Production output of electronics also plunged 24.4 per cent against the broader 8 per cent decline in overall manufacturing last month.

“The downturn [of the electronics cycle] will definitely reverse itself in time to come,” Lim said. “The question is how long it will last … we are monitoring the situation carefully.”

Non-oil exports are forecast to fall 8 to 9 per cent this year, revised down from an earlier estimated decline of 0 to 2 per cent, according to the Singapore government.
The trade headwinds forced Singapore to slash its 2019 growth forecast range to 0 to 1 per cent in August, down from 1.5 to 2.5 per cent.

Lim said Singapore was now focused on developing and investing in “bright spot growth” areas including information communications technology and financial services, as well as domestic health care sectors that were doing well.

Over time that would change the city state’s economic profile, which he stressed the country was prepared for, but would not change its free trade stance amid growing global tensions and protectionism.

“Our view has always been that [an] open, interconnected, interdependent global economy has benefited all countries,” Lim said, adding that free trade is the best way to develop economies because “we can ensure that countries remain vested in one another’s success and development”.

Lim said current global tensions were “unfortunate” and complex issues that encompassed more than trade.

“Often you can trace some of these to domestic challenges, polarisation of societies, income inequality … As far as we are concerned, we do not think anybody, any country, wins,” he said.

South Korea faces a similar plight to Singapore, with exports in the first 20 days of September falling 21.8 per cent from the same period last year to US$28.54 billion, weighed down by a plummet in semiconductor sales of nearly 40 per cent.

Shipments to China, its largest trading partner, fell 30 per cent compared with a year ago, according to Korea Customs Service data released this week.

The painful reality of slumping demand for electronics contradicts upbeat projections of an imminent recovery of the tech cycle, with Bank of Japan governor Haruhiko Kuroda saying this month that global demand for IT-related goods will bottom out in the second half of the year.

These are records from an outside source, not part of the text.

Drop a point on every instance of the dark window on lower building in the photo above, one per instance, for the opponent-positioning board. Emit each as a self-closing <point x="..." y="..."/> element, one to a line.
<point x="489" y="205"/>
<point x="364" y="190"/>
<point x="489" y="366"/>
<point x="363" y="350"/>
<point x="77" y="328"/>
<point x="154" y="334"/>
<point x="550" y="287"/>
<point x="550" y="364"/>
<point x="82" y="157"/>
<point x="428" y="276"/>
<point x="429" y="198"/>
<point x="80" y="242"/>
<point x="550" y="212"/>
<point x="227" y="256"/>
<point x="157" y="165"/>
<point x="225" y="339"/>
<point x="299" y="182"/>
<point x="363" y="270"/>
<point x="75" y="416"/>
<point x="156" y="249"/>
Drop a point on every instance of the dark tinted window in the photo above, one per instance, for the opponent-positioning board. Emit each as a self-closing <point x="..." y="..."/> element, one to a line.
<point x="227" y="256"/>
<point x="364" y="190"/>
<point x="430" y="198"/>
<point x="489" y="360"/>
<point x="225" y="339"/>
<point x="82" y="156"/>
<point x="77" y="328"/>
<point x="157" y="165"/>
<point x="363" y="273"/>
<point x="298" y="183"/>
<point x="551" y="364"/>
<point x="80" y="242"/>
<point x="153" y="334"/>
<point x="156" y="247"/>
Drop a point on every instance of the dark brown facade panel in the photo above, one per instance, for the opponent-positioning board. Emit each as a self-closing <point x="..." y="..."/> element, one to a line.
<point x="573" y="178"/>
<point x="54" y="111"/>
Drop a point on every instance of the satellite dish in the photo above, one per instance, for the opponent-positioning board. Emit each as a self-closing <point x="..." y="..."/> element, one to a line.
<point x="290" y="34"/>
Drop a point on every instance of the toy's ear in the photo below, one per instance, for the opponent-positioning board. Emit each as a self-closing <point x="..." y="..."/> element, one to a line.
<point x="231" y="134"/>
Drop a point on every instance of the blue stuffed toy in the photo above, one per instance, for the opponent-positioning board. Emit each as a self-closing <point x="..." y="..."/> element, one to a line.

Japan’s exports fell 8.2 per cent in August to 6.14 trillion yen (US$57.2 billion), with the biggest declines coming from computer and semiconductor-related goods, including semiconductor machinery and integrated circuits, as well as car parts.

The deteriorating outlook is reflected in data from the CPB Netherlands Bureau for Economic Policy Analysis’ world trade monitor, which found that global trade momentum declined 0.1 per cent in July, extending the previous month’s decrease of 0.8 per cent.

China’s exports in August fell 3 per cent to US$214.8 billion from the previous month, reversing the short-lived 4 per cent rebound in July. Imports – including components from Asian nations – climbed by 1.7 per cent to US$179.9 billion amid a turbulent year so far.

China bought US$14.49 billion of South Korean goods in August, up slightly from the US$14.48 billion of imports in July. Imports from Singapore, meanwhile, rose to US$3.43 billion, from US$2.9 billion in July.

Hong Kong, which serves as a major transshipment hub for mainland China, said on Thursday that declines in both exports and imports widened in August.

Exports in August fell 6.3 per cent year-on-year to HK$352.7 billion (US$44.9 billion), widening from the year-on-year decrease of 5.7 per cent in July. Imports tumbled 11.1 per cent to HK$380.8 billion last month, compared with August 2018, and the 8.7 per cent year-on-year drop for July.

The Hong Kong Trade Development Council, the city’s trade promotion body, predicted that exports this year would shrink 4 per cent by value, the worst performance since 2009 in the aftermath of the global financial crisis.